Richard Oliver obtained his professional education at the medical school of St. Bartholomew's Hospital, London, in 1861, receiving his MRCS and LSA (Licentiate of the Society of Apothecaries).

Sometime in 1872 Dr. Oliver arrived in Honolulu, and in October opened an office at Fort and King streets. Prior to coming to the Islands, he had been a surgeon in the British Army. In April, 1873, he was appointed government physician for the Island of Hawaii and served both the Kona and Kau districts. While he was in Kau, Dr. Oliver and Governor A.S. Cleghorn were partners in a sugar plantation. Dr. Oliver ran the plantation, but three successive dry seasons nearly bankrupted the project, and the doctor borrowed $75,000 from the Governor. Some of the loan he managed to repay by assigning his insurance policies to Mr. Cleghorn, but after his death he still owed $40,000 and left no estate.

Dr. Oliver married a Hawaiian lady whose first name was Hoopii, but whose last name is not known, on July 11, 1888, at Kau. One son, Richard Napahili, was born to the doctor and his wife.

In 1889 he moved to Honolulu and for a few months was in private practice. Charles N. Spencer, Minister of the Interior, was a personal friend of the doctor. In 1890 Dr. Samuel Tucker, who had an outstanding record as superintendent of the Insane Asylum, was dismissed by Mr. Spencer and the position offered to Dr. Oliver. When it became known that Mr. Spencer intended to remove Dr. Tucker and appoint his friend, the "Advertiser" led the fight against Dr. Oliver, accusing him of drunkenness and neglect of his professional duties as a government physician. One article went so far as to remark that he would make a better inmate than superintendent. Although Mr. Spencer defended Dr. Oliver saying that he had known him for 16 years and he was a gentleman and a competent physician, his appointment was hotly contested. Nevertheless, Dr. Oliver was appointed superintendent in October, 1890. In that same month Dr. Oliver sued the "Advertiser" for libel and asked $30,000 damages; the case hung fire for more than a year but was finally striken from the calendar.
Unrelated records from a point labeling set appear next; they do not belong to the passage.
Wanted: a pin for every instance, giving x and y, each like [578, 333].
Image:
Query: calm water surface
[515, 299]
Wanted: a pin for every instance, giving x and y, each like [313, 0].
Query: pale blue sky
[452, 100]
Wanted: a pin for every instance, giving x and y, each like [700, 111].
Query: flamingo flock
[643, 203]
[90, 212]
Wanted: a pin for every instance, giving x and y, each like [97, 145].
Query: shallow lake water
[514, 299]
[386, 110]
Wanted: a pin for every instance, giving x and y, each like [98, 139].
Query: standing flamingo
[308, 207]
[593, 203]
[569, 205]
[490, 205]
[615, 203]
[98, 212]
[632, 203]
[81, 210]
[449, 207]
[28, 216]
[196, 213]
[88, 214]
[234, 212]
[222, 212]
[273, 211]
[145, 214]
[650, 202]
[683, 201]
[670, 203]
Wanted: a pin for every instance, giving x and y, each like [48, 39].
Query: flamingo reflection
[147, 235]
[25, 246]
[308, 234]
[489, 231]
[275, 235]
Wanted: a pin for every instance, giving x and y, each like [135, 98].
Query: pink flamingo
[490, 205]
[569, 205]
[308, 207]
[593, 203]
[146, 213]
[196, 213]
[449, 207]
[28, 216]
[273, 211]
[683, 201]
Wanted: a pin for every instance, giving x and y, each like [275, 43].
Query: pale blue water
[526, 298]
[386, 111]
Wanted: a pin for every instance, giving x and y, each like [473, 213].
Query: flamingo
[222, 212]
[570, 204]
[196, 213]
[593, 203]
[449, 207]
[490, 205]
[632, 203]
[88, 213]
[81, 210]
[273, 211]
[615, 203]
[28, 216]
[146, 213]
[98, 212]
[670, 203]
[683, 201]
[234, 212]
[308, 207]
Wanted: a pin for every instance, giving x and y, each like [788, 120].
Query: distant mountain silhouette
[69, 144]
In 1892 Dr. Oliver applied for and was given the position of physician at the Leper Settlement, effective June first, and carrying a salary of $250 a month. The appointment was coupled with a warning from the Board of Health that on receipt of any well grounded complaint that he had again resumed his intemperate habit he would be discharged. Seemingly, all went well until 1902 when a Board of Investigation, consisting of Dr. William L. Moore, Dr. John S.B. Pratt, and Mr. Edmund P. Dole, was named by the Board of Health to report on conditions at Kalaupapa. Their report, dated April 14, 1902, was highly critical of Dr. Oliver's work, stating that he had shirked his professional duties, delegating them to a patient with no medical training, and that he had kept no data worth mentioning. Although resolutions by both white and native patients in favor of Dr. Oliver were received by the Board of Health, he was asked to resign. In May, 1902, he returned to Honolulu.

To get a different appraisal of Dr. Oliver's years at Kalaupapa the following is quoted from Dr. Arthur Mouritz's work on leprosy, "The Path of the Destroyer": "Dr. Oliver's long contact with leprosy in Kona and Kau, and later at Molokai, where he did some experimental work, had convinced him that the inoculability of leprosy had yet to be proven. He was however, an advocate of non-contagion, but my persistent and insidious proselytising won him over to the fold of contagion. The last ten years of his life, spent at the Leper Settlement, added largely to his knowledge of the disease. The copious notes, memoranda and other data on leprosy, which he had accumulated, he had intended to publish; but his last illness and subsequent death prevented this. Whatever books and papers the Doctor possessed were speedily lost or destroyed soon after his death, which occurred three months after he had resigned his office at the Leper Settlement."

Dr. Oliver died in Waikiki on August 12, at the age of 63. He was a member of the Hawaiian Medical Society.